The findings are welcome news for the major and provide more certainty for AWAL. The company has this week celebrated success at the BRITs for Little Simz, who had a commercial breakthrough last year.
“Sony Music Entertainment welcomes the CMA’s provisional determination that its acquisition of AWAL raises no competition concerns and, in doing so, its recognition of the competitive and dynamic nature of the UK music market," said a statement. "Our investment in AWAL will deliver real benefits for artists and consumers, amidst intense competition at every level of the music industry. We look forward to continuing to work with the CMA throughout the final stages of their review.”
In addition to its main label offering, Sony also owns another artist and label services company, The Orchard, which became a focus of the investigation.
AWAL was built by Kobalt to provide an alternative to traditional music deals. However, in its submission to the CMA, Sony said AWAL had not been profitable prior to the acquisition.
The CMA’s inquiry focused on the two main areas in which the firms’ businesses overlap. It assessed the extent to which The Orchard and AWAL may be expected to compete to provide artist and label services. It also looked at how closely Sony and AWAL may be expected to compete to sign successful artists, and those with the potential to become successful, where higher levels of support and investment are provided.
Our investment in AWAL will deliver real benefits for artists and consumers, amidst intense competition at every level of the music industry
The independent sector has raised concerns about the acquistion of AWAL and the power of major labels. But the CMA has found that the artist and label services sector is open to competition.
“The CMA has provisionally found that, while not currently competing closely due to their different areas of focus, The Orchard may have become a stronger rival to AWAL in the supply of artist services in future,” said a statement. “However, there are many other providers who will continue to compete effectively with both firms – including independent A&L companies, the A&L branches of the other major labels (like Warner’s ADA and Universal Music Group’s Virgin) and independent labels.
“In terms of its rivalry with Sony, AWAL is still a relatively small player when it comes to signing artists who require higher levels of support and investment. Despite trying to expand its offering, AWAL was expected to continue to compete with Sony only on a limited basis. In the course of its investigation, the CMA also found that many other firms have begun providing similar services which can be expected to make up for the limited loss of competition from AWAL.”
The CMA's report also noted the evolution of deals for artists at Sony.
"Over recent years, SME has improved the terms it has offered to its artists in terms of improved average royalty rates and offering more deals where SME does not keep the rights to recorded music in perpetuity," the CMA stated.

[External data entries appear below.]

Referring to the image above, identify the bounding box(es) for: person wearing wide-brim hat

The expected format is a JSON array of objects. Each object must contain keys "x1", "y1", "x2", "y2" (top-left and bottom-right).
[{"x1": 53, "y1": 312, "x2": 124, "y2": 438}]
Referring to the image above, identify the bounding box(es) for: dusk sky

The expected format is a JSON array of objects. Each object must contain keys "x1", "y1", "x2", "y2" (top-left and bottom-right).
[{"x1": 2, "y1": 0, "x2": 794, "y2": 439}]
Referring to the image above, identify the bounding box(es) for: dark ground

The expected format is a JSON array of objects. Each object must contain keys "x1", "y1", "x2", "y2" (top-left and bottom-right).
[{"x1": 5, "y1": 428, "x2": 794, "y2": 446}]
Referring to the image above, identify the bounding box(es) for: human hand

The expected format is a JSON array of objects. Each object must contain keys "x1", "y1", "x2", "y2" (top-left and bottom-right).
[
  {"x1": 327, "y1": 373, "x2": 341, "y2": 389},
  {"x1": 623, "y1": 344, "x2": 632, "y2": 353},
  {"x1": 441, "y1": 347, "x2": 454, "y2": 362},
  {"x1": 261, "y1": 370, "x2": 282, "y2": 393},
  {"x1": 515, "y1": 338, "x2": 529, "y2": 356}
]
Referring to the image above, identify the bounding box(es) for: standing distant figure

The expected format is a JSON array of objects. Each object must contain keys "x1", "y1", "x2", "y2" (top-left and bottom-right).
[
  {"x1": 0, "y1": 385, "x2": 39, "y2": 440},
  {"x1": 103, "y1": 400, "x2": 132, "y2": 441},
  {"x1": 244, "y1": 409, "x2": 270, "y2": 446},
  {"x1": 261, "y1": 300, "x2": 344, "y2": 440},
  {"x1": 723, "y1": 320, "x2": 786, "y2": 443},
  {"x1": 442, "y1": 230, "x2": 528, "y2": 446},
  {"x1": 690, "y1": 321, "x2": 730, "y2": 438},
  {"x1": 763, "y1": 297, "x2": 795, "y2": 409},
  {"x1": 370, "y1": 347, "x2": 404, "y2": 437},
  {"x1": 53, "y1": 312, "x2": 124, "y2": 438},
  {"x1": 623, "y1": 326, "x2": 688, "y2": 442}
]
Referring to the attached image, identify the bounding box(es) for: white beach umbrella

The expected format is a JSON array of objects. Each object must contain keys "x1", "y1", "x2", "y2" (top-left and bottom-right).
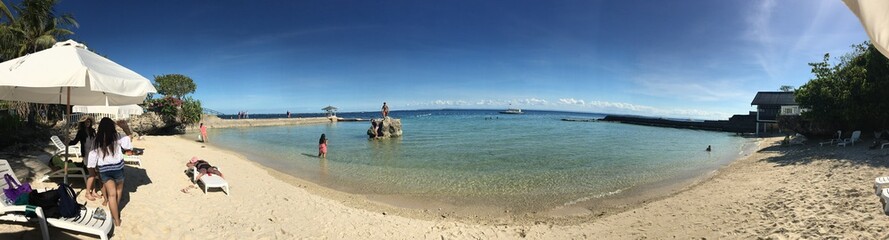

Reacting to today's report, Paul Pacifico, CEO of the Association of Independent Music (AIM), said: “Whilst the CMA has ruled that AWAL’s acquisition is not enough to substantially reduce competition by itself, it is part of a pattern that threatens to gradually erode competition and diversity in UK music if independent entrepreneurs continue without much-needed access to capital.
“Sony arguing that even a hugely successful independent like AWAL would have struggled to maintain its position alone highlights the sector’s need for better support to scale-up. Without pathways for growth for independent entrepreneurs, we can expect to see a gradual erosion of competition across the sector, damaging innovation, diversity and leading to less favourable conditions for artists."
As part of its assessment, the CMA considered a wide range of evidence, including thousands of internal documents from both firms, evidence submitted by their competitors and customers, and its own analysis of market conditions. The CMA will reach a final decision after it has considered all responses to its provisional findings and any additional evidence they contain.
Margot Daly, chair of the independent CMA Inquiry Group, said: “Through our inquiry, we have developed a detailed understanding of how Sony and AWAL compete. We have carefully assessed whether this merger will lead to negative outcomes for the market, artists and, ultimately, music fans, now and in the future.
“Our provisional finding is that the deal is not likely to affect competition in a way that will reduce the choice or quality of recorded music available, or increase prices. We think that a combination of other major labels and independent providers will continue to closely rival Sony, so our provisional decision is to clear the merger.”
The CMA is now asking for views on these provisional findings by March 4, 2022 and will assess all evidence provided before making a final decision.
The statutory deadline for the CMA’s final report is 17 March 17, 2022.